The school year is well underway for millions of children around the country who are grappling with the difficulties of being kids - issues we adults can forget at times.
Our problems - office politics, the mortgage, caring for aging loved ones - seem so much bigger than the things our children have to face in their lives.
What many of us don't realize, though, is what happens in childhood affects us our entire lives.
Our subconscious is completely formed by the time we are six years old.
So the majority of our actions and reactions got their roots before we even hit the first grade.
Your childhood No one has total control of their emotions 100 percent of the time.
When we face conflict, we won't always be able to handle the situation without going a little bit off the deep end.
During those moments when restraint goes out of the window, we tap into our subconscious and our deepest feelings - the ones that shape us - come to light.
For example, pretty much all of us are taught from a young age that setting personal boundaries is selfish.

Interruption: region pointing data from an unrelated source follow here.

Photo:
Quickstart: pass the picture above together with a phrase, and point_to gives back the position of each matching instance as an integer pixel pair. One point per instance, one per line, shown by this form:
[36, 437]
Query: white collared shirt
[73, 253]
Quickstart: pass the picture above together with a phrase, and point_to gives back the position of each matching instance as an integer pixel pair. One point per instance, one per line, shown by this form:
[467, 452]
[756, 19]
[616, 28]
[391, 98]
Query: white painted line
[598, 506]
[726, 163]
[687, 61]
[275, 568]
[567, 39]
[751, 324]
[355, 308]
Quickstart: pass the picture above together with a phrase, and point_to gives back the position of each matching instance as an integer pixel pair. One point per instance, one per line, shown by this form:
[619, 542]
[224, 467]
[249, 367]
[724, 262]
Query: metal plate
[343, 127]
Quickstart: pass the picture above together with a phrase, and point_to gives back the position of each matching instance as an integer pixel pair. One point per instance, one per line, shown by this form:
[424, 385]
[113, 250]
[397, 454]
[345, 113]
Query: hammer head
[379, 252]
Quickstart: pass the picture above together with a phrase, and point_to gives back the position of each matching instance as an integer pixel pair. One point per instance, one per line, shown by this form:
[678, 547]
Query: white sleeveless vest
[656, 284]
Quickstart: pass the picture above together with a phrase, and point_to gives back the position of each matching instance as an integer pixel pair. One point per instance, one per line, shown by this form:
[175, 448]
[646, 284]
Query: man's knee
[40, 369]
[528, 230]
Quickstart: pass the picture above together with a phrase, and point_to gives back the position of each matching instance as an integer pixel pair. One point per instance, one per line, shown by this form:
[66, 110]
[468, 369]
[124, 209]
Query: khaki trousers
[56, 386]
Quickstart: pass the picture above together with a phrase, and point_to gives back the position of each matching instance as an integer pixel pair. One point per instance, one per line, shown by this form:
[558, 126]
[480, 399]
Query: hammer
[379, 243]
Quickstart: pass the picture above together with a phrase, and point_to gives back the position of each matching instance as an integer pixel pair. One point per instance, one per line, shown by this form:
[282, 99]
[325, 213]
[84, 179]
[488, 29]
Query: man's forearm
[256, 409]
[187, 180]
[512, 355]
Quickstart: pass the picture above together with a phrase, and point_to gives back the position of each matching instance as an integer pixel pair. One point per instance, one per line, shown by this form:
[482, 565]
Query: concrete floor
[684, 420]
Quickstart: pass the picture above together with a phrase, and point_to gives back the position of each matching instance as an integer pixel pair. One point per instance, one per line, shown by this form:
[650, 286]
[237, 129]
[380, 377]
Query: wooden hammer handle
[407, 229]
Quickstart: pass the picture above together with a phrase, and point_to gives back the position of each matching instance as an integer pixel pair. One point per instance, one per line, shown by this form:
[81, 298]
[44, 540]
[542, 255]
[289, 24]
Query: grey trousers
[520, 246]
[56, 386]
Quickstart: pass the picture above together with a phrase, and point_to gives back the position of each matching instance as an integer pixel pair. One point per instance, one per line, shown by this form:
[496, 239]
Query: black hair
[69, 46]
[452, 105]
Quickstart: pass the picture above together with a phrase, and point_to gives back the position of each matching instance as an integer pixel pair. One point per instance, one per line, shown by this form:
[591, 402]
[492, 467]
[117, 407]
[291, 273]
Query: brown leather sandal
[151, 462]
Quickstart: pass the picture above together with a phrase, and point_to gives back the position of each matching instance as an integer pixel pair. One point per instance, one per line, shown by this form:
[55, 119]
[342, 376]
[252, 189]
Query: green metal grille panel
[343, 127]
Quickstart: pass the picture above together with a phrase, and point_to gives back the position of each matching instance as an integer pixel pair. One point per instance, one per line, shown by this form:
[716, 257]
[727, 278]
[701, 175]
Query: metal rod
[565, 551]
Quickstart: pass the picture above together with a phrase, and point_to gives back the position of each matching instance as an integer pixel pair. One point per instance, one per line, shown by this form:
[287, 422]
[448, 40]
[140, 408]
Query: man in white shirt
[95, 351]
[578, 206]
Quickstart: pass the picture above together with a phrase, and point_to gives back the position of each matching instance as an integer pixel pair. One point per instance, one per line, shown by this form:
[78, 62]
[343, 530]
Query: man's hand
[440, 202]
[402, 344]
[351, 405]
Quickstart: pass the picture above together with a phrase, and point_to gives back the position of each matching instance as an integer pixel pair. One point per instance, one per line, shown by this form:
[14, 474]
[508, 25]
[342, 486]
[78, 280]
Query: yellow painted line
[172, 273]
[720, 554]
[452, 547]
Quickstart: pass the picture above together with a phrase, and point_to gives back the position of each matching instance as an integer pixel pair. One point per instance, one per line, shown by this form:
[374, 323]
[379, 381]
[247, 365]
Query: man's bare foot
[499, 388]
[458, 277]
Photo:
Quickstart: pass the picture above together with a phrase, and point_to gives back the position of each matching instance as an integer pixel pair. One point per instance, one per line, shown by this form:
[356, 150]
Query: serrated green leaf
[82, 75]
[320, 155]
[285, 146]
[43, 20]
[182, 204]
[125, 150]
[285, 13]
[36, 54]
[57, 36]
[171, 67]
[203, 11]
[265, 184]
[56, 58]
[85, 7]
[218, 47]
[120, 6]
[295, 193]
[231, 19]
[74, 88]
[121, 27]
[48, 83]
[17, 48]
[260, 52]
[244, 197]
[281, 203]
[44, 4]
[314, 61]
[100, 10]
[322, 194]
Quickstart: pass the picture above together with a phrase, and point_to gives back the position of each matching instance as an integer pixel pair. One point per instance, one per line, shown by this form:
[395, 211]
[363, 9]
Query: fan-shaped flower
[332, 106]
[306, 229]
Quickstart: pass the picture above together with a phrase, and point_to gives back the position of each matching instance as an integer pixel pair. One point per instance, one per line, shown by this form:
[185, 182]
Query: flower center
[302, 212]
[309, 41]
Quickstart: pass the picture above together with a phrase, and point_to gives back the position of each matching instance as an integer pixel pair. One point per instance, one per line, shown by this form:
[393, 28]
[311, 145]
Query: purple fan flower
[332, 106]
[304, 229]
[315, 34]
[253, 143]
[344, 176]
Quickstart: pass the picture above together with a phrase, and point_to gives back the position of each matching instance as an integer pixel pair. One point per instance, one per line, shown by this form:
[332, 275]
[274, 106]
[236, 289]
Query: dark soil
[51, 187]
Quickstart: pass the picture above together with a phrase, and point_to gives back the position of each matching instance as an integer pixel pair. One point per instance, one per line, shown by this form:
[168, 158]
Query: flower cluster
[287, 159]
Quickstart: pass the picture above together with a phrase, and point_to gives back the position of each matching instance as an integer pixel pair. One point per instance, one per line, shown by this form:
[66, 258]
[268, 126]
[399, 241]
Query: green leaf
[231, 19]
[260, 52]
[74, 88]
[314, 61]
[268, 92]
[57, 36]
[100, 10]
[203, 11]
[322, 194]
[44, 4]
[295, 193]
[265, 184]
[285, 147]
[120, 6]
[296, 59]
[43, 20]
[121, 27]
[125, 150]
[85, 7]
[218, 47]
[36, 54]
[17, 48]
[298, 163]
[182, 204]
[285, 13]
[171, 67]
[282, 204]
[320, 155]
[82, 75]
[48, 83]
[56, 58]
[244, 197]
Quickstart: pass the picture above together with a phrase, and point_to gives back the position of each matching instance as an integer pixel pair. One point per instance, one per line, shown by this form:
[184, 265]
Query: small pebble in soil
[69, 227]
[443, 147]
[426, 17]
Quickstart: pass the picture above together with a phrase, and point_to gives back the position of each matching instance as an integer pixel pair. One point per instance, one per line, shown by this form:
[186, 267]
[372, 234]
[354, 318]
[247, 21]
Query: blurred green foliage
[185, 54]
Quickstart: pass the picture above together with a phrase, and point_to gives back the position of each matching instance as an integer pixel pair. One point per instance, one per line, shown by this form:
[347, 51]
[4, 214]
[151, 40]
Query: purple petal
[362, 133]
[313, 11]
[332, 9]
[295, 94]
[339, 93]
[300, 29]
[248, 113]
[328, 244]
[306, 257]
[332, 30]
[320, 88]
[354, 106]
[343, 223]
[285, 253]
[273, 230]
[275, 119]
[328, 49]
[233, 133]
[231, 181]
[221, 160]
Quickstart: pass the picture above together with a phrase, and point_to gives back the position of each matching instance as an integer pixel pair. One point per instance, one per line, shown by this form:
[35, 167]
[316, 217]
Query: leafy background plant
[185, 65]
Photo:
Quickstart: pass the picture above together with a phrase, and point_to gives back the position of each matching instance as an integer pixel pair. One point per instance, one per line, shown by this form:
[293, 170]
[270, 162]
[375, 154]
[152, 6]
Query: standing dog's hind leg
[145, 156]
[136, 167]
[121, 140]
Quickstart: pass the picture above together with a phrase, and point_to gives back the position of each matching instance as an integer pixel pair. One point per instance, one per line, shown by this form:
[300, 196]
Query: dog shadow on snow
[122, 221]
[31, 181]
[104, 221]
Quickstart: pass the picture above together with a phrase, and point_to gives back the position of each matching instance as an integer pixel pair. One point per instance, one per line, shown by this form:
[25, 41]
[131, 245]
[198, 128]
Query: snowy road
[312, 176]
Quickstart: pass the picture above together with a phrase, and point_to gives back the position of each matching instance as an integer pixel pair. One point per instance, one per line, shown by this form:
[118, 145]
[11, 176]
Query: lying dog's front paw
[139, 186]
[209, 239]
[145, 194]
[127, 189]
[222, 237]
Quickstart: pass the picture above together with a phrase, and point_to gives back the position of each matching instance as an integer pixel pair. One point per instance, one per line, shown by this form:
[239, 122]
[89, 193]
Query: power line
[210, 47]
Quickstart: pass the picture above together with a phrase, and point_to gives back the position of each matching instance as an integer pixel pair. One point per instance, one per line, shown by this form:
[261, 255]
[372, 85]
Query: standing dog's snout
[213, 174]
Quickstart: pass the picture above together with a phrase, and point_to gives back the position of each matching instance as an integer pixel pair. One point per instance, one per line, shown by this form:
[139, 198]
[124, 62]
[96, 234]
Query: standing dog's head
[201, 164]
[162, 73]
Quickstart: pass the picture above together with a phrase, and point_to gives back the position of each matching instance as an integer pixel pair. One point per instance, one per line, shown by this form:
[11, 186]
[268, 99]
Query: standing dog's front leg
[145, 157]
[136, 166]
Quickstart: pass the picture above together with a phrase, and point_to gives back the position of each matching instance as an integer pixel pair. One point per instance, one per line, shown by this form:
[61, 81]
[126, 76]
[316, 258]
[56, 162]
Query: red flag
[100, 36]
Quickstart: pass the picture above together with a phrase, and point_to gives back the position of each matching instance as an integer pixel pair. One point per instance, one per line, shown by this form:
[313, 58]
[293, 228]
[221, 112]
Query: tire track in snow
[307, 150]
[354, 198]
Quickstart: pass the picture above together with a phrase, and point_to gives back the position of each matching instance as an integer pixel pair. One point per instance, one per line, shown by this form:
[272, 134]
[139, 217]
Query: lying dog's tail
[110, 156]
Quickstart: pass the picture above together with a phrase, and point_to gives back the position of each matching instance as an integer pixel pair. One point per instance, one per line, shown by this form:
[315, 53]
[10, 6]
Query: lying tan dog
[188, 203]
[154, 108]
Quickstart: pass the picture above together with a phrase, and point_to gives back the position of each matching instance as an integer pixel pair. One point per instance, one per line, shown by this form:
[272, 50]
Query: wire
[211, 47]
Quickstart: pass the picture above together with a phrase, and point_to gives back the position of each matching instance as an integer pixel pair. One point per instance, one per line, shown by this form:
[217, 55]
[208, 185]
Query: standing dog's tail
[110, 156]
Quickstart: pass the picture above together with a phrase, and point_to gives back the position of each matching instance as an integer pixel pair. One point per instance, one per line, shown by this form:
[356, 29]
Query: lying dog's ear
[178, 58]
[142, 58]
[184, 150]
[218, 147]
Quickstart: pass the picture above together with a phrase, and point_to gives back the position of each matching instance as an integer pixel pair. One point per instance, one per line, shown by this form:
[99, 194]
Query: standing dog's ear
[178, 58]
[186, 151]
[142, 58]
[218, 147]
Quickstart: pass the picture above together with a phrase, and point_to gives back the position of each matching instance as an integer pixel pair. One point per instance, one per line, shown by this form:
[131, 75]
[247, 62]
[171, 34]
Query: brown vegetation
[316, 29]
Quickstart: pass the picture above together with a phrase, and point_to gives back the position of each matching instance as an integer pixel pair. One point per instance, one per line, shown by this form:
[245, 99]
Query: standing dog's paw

And as adults, even when something makes us uncomfortable, we sometimes feel like we have to go along with things because that's what we are supposed to do.
When was the last time your coworkers went for post-work cocktails and pressured you into going, even though you knew it was over your budget? These types of scenarios have been happening to you your entire life.
Like when you were peer-pressured into drinking after your junior prom, or when the other kids teased you at summer camp because your clothes were too different from everyone else's.
We've essentially recreated familiar situations we faced in childhood and replicated them in our adulthood.
The only difference between what happened to us in childhood and what's happening now is that our finances are greatly affected by our decisions.
Reflect So this week, while your kids are doing homework, spend some time reflecting on your own childhood experiences.
What did you do with your allowance - spend it all or save it? Did your parents encourage you to use your money a certain way? Think about the different situations you were in during your childhood and teenage years.
Journal about the things that come to mind.
What were some of the things you wrote down? Did you quickly spend your allowance or did you tightly hold on to it? Were you the leader of your pack or a shy type that went along with what your friends did? Look over the things you wrote.
What do you feel when you remember those childhood experiences? And how does that feeling shift when you think about how those experiences affect you today? Here's an example.
When you would go shopping with your group of friends in high school, you felt pressured to buy something when everyone else in the group had a shopping bag.
You didn't want to feel left out, and you eased your anxiety by doing what the others did.
As you grew older, you never kicked that feeling of needing to purchase something - anything - when someone close to you got something new for themselves.
You never grew out of that anxiety; it grew right along with you.
So why is this anxiety so hard to kick? Most unhealthy behaviors are the result of two types of internal emotional conflict: having needs that aren't met or having trouble setting personal boundaries.
When you look over the things you wrote down, I'm willing to be that all of them fall within these two categories.
And if those experiences still give you feelings of shame, anger or resentment, now is as good of a time as any to reroute those feelings.